Lawrence began taking in the community's unwanted kittens, eventually amassing dozens of cats. In 1994, her shack burned down in an accidental fire. After that, she lived in boarding houses and the Salvation Army, but continued to feed her cats. In 1997, she moved into "Cedar Pines Christian Retirement Lodge," a retirement residence owned by Kathrine Laan. Later that year, she moved onto property owned by Kathrine's brothers, David, Walter, and Paul Laan. According to community members, the "Laan farm" was the only place she could keep her cats. For $600 a month, Lawrence rented an eight-by-ten-foot shed that had limited heat, and no insulation or running water.

In September 1998, a social worker alerted police to conditions on the Laan farm. Police and the fire chief attended, discovering Lawrence in the shed. Adult Protective Services was notified, and began making arrangements to find Lawrence another home. In the meantime, Lawrence was moved from the shed into a decommissioned van on the same property.

== Disappearance and subsequent investigation ==
Lawrence disappeared in November 1998. She was reported missing by 57-year-old Allan Marshall, a former limo driver who also resided on the Laan farm and had become close with Lawrence. Marshall told police he heard gunshots and saw a backhoe being operated around the time of Lawrence's disappearance. Police obtained a search warrant for the property that December. Despite an extensive search by lake, land, and air, they failed to find Lawrence's body. Notably, half a dozen of her cats had been fatally shot. The Laans' uncle, Ron Allen, eventually claimed responsibility.
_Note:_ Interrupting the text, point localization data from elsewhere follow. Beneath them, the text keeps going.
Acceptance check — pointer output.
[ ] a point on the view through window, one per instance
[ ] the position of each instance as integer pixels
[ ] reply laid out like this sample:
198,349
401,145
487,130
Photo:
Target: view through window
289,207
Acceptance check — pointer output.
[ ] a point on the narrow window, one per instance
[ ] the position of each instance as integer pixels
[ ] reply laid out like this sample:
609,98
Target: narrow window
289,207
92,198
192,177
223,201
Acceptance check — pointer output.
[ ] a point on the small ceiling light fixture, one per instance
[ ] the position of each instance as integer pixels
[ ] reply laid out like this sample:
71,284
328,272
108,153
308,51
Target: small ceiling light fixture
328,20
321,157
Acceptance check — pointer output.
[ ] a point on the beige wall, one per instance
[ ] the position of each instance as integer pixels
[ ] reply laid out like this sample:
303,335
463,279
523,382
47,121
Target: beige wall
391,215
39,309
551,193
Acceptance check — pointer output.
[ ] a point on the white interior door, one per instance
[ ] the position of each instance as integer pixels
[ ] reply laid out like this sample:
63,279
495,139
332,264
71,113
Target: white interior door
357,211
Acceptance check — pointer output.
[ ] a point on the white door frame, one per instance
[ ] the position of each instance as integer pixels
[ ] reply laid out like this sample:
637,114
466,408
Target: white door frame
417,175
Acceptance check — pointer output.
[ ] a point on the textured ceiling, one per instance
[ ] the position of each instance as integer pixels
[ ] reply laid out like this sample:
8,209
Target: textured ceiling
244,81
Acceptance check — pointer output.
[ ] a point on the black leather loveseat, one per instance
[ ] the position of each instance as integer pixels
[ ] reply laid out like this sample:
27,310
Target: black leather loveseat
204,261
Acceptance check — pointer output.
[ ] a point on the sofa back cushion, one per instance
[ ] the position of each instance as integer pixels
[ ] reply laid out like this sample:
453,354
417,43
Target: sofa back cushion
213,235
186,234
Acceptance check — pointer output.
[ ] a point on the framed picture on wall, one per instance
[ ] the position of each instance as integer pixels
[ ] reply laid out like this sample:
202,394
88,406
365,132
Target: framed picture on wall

The OPP investigation continued, and by July 2000 police had discovered three more of Laans' residents who could not be accounted for: 90-year-old John Semple, 71-year-old John Crofts, and 70-year-old Ralph Grant. Like other Laan residents, the missing men were marginalized, and had been brought to Muskoka from homeless shelters in Toronto. These men's pension cheques continued to be cashed although they had not been seen on the Laan property or elsewhere. The Laans had failed to report that they were missing. This led police to uncover a "pension cheque scam," and charged David, Walter, Walter's wife Karen, Paul, and Kathrine with defrauding the federal government of the benefit money it was providing Semple, Crofts, Grant, and other residents who had died or were missing. The charges against David and Karen were dropped, but Walter, Kathrine, and Paul pled guilty.

The Laans' retirement homes were shut down by the authorities. After serving conditional sentences, Walter, Paul, and Kathrine moved away from Muskoka, as did David. No one in the family has ever provided a sworn statement to police or cooperated with the investigation. In 2001, Walter Laan told the Toronto Sun that "Police were trying to sink us for these missing people." He added the case was "really a dead issue now."

In July 2019, a podcast detailing the case was released by the Canadian Broadcasting Corporation. Shortly afterward, the OPP held its first-ever press conference on the topic of Lawrence's disappearance and suspected homicide in the 21 years that her case had been open. Afterward, lead detective Rob Matthews said new people had come forward with information.

== Media coverage ==

In 2017, the disappearances of Joan Lawrence, John Semple, John Crofts, and Ralph Grant were featured in "Cottage Country Murder," a magazine article in The Walrus. The article was written by Zander Sherman, who had been researching the story since 2014. Sherman also consulted on "Murder in Cottage Country," a co-produced documentary by CBC's The Fifth Estate. In 2019, Sherman and two colleagues won a Canadian Screen Award for their work on the documentary. Later that year, Sherman hosted the fourth season of the CBC podcast Uncover, called "The Cat Lady Case."